There are several limitations to our study. First, as a cross-sectional study, we could not determine the causal relationship between abnormal lipid metabolism and various factors. Second, although our sample included only Chinese people, our findings may not be generalizable and may not apply to populations in other countries due to differences in sociodemographic characteristics. Third, our sample consisted mainly of patients with an urgent need for hospitalization, usually in the acute phase of the disease. Therefore, our findings do not apply to patients with stable MDD. In addition, we could not exclude the effects of confounding factors, such as the effects of patients’ diet, alcohol consumption, and physical activity on lipids. The use of antidepressants also added to the study’s confounding factors, considering that 64.8% of our sample had a history of outpatient treatment. Finally, to minimize the impact of the intervention effect on the study results and more accurately assess the impact of other potential factors on lipids in patients with MDD, we chose to exclude patients who had received lipid-lowering therapy. However, this may also have led to an underestimation of the prevalence of co-morbid HL in MDD in our study. To remedy the shortcomings of the current study, we plan to conduct a more in-depth prospective study in future studies.

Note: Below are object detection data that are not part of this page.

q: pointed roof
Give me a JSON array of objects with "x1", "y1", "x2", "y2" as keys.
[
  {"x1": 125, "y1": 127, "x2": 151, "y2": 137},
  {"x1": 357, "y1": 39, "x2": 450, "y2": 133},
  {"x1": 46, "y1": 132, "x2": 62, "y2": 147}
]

In conclusion, this study demonstrated a high prevalence of HL in first-time hospitalized MDD patients. Higher HAMD and CGI-SI scores were risk factors for the development of HL in MDD patients, and HAMD and CGI-SI scores predicted the severity of HL. These results suggest that timely improvement of the clinical status of at-risk individuals may help reduce their risk of developing dyslipidemia. It also implies that the presence of HL may indicate more severe depressive symptoms in patients with MDD. However, due to individual differences (including other health problems, lifestyle, genetic risk, etc.), the use of a fixed threshold to define HL may not accurately reflect the actual risk profile of patients with MDD. Therefore, clinicians need to evaluate patients carefully on a case-by-case basis. In addition, clinicians should pay close attention to lipid metabolism in patients with major depression. Given the interaction between depressive symptoms and HL, lipid-lowering therapy should be initiated immediately in patients with significant depression who meet the diagnostic criteria for HL.